A Quick Lesson in Ansible Inventory

Initially Ansible had created an Ansible Dynamic Inventory, which was a script that would print to the terminal a JSON serializable structure in a specific format. Once Ansible 2.4 was released, there was support for Ansible Inventory Plugins, which provide a more object-oriented and Pythonic experience, as well as a separation of the configuration (generally via YAML files) from the inventory itself.

With both of these dynamic inventory types as well as any static inventory, the inventory must be compiled before the play runs. This means that all inventory and variables are collected before a playbook is run. If your playbook requires a connection to only a single device and needs a single configuration parameter, this would still require the entire inventory and variables to compile, which is the same as if the playbook had to connect to thousands of devices for dozens of variables each.

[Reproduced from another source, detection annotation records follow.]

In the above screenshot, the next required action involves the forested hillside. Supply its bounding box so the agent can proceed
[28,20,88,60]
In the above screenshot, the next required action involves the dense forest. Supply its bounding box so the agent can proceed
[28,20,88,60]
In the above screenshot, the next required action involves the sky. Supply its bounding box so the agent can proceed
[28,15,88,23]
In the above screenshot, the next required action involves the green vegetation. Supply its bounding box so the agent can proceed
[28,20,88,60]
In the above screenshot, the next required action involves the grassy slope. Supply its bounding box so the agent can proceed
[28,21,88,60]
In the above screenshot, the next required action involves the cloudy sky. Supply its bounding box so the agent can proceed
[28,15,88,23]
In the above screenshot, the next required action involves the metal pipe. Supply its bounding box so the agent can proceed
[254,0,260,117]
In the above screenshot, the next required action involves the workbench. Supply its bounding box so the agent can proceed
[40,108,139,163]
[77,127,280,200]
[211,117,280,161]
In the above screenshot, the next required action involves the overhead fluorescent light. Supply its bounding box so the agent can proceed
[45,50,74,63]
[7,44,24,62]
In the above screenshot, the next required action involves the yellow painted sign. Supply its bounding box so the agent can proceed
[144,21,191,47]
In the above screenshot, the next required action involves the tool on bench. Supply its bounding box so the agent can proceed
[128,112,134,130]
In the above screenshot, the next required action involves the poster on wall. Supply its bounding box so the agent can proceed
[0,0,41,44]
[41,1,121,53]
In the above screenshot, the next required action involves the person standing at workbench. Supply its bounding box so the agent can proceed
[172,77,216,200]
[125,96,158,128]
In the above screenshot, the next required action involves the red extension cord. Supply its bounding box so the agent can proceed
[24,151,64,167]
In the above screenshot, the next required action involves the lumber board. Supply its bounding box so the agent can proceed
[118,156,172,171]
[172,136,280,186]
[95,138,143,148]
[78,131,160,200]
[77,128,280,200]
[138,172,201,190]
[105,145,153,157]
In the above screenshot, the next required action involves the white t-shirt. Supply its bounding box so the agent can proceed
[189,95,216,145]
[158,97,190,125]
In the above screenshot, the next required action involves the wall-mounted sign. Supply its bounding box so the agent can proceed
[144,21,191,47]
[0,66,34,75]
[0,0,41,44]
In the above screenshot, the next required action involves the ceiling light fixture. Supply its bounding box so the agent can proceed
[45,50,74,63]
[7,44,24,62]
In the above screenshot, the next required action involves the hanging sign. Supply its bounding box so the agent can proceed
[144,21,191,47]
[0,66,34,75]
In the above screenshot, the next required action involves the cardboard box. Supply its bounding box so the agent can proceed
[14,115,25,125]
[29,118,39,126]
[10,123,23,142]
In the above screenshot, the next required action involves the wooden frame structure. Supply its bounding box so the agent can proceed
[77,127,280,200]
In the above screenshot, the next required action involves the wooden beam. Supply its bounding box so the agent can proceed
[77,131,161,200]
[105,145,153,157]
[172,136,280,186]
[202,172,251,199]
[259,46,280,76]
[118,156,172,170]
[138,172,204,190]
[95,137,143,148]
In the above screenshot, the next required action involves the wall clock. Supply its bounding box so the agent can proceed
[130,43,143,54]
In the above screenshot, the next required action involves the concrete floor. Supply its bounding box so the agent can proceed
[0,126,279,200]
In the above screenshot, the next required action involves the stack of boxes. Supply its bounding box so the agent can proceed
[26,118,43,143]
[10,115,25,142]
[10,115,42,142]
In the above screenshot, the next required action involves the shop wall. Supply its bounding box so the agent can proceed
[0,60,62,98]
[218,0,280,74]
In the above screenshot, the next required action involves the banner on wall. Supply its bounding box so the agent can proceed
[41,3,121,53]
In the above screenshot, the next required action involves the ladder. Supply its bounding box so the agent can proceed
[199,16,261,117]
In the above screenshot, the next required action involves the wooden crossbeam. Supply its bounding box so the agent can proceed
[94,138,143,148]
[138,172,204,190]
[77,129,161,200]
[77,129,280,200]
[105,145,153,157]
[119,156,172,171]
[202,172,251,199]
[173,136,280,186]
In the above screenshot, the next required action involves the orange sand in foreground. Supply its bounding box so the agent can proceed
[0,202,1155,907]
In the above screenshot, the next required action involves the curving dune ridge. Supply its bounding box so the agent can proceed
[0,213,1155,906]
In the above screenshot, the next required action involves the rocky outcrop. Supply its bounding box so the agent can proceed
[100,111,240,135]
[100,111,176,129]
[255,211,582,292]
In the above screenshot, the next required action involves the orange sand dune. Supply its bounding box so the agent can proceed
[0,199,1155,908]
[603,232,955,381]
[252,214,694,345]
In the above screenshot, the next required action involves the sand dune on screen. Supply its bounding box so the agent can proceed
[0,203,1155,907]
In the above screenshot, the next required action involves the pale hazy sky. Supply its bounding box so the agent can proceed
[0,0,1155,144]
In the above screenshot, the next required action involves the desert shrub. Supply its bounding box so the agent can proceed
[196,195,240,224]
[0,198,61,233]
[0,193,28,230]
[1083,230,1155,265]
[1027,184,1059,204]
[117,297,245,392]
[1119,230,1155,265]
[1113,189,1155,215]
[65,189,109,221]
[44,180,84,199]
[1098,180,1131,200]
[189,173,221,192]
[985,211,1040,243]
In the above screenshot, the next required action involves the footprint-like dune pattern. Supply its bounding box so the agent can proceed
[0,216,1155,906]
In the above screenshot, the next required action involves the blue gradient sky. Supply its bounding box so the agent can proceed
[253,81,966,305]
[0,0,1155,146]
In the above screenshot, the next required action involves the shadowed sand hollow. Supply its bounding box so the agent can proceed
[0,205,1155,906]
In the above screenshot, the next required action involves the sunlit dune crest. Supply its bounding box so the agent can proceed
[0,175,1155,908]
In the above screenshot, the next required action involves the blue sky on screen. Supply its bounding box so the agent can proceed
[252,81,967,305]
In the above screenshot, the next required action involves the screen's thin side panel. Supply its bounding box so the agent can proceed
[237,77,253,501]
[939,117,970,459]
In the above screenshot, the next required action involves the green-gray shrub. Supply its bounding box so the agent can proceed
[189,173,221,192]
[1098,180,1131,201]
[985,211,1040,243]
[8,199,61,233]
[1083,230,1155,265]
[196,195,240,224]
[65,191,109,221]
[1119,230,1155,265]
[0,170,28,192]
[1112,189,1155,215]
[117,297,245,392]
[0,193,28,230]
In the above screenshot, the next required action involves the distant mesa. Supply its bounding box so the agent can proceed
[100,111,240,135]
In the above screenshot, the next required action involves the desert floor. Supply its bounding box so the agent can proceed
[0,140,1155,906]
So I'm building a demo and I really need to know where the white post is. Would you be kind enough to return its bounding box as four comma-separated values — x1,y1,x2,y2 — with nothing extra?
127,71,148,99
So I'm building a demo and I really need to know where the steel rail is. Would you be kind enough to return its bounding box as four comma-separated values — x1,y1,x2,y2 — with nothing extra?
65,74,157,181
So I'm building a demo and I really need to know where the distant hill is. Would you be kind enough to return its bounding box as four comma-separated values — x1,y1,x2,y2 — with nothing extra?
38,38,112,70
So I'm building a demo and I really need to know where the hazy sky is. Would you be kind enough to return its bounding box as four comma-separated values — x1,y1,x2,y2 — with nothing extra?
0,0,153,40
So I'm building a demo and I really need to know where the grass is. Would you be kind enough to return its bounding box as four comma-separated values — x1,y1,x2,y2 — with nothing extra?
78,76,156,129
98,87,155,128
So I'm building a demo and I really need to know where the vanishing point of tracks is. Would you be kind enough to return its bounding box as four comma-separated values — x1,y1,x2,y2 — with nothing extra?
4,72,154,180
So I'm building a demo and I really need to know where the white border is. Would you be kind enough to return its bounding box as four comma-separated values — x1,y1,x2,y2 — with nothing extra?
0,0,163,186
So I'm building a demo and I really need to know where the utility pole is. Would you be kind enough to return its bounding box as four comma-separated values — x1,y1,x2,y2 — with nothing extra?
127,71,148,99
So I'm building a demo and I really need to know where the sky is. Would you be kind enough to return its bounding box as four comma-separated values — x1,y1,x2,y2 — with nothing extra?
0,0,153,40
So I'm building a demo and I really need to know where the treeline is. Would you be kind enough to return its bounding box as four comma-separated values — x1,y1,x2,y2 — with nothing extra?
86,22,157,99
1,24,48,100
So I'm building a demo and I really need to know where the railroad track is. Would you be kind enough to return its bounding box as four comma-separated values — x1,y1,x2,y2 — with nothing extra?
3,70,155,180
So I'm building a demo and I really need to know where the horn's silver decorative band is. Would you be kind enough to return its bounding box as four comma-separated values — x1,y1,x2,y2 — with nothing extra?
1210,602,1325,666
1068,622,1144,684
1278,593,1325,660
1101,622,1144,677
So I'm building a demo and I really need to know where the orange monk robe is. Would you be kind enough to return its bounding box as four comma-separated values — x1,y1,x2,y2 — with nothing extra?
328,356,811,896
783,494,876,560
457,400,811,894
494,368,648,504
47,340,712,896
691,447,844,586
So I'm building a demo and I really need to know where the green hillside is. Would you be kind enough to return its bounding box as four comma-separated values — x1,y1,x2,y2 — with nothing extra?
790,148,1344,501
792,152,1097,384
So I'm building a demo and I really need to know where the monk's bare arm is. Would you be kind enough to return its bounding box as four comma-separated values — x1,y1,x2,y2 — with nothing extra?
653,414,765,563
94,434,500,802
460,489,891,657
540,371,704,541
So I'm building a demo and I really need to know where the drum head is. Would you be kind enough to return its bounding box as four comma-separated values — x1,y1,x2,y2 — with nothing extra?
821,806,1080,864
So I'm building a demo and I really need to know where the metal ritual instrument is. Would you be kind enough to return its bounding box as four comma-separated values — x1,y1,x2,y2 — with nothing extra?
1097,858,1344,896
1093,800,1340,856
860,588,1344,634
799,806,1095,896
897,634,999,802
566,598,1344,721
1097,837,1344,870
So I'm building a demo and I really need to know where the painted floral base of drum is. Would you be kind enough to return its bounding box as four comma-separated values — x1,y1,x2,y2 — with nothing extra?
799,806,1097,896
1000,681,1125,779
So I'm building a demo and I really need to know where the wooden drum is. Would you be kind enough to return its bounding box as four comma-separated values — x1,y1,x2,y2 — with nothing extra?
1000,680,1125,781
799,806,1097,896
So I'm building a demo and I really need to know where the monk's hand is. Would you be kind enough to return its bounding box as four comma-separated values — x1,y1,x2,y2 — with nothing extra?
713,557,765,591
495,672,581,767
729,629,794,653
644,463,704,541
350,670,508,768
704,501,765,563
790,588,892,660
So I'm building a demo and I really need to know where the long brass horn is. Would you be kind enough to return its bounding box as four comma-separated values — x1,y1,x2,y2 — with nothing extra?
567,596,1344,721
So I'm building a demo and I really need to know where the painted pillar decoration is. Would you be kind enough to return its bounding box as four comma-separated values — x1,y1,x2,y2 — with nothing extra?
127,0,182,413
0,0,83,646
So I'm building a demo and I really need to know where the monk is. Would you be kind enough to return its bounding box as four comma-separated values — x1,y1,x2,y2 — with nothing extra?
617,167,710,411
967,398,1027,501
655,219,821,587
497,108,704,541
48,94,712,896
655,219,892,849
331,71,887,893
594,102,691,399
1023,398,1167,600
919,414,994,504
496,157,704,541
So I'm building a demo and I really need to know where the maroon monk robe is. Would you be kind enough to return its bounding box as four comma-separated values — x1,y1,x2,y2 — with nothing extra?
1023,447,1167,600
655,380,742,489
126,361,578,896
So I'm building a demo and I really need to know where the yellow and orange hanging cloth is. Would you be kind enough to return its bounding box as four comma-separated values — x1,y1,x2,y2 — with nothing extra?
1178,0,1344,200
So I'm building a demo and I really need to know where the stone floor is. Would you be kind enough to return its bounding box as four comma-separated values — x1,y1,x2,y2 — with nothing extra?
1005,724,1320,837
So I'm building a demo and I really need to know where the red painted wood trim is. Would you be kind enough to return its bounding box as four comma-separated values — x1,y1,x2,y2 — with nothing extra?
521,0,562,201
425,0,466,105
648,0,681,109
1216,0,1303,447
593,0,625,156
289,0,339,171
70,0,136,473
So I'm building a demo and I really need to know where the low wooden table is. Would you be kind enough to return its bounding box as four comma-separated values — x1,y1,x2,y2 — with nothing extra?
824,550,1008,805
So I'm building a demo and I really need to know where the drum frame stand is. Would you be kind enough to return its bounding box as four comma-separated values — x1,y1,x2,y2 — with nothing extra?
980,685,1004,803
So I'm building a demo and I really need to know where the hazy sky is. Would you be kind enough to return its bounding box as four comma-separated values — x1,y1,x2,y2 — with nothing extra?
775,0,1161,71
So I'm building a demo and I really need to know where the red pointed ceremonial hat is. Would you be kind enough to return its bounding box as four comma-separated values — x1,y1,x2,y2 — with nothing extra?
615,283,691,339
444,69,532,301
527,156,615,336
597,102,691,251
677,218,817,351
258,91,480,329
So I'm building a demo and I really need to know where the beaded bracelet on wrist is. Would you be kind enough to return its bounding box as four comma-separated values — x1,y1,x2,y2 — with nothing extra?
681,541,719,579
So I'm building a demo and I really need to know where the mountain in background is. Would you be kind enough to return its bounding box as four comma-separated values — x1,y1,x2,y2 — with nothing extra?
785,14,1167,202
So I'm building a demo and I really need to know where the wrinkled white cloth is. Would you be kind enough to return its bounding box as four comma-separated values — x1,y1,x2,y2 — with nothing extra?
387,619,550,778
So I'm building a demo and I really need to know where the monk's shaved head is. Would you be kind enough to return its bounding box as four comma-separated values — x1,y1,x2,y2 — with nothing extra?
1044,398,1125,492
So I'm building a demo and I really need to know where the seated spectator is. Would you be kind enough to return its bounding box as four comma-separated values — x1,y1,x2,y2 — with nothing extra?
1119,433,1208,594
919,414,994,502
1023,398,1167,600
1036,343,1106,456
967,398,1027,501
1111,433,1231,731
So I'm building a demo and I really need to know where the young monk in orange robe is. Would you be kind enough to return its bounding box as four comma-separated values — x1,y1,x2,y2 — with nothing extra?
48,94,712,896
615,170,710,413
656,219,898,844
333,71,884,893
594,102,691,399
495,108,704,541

This design certainly has its advantages, such as Ansible’s use of the hostvars (not to be confused with host_vars) magic variable. Meaning, even if you need to connect to a only single device, you can still have access to another device’s variable. This would allow you to do something like:

  - name: "SET SPINE_INTERFACE BY LOOKING INTO THE SPINES VARIABLE STRUCTURE"
    set_fact:
      spine_interface: "{{ hostvars[inventory_hostname[:5] ~ 'spine01']['interface_mappings'][inventory_hostname] }}"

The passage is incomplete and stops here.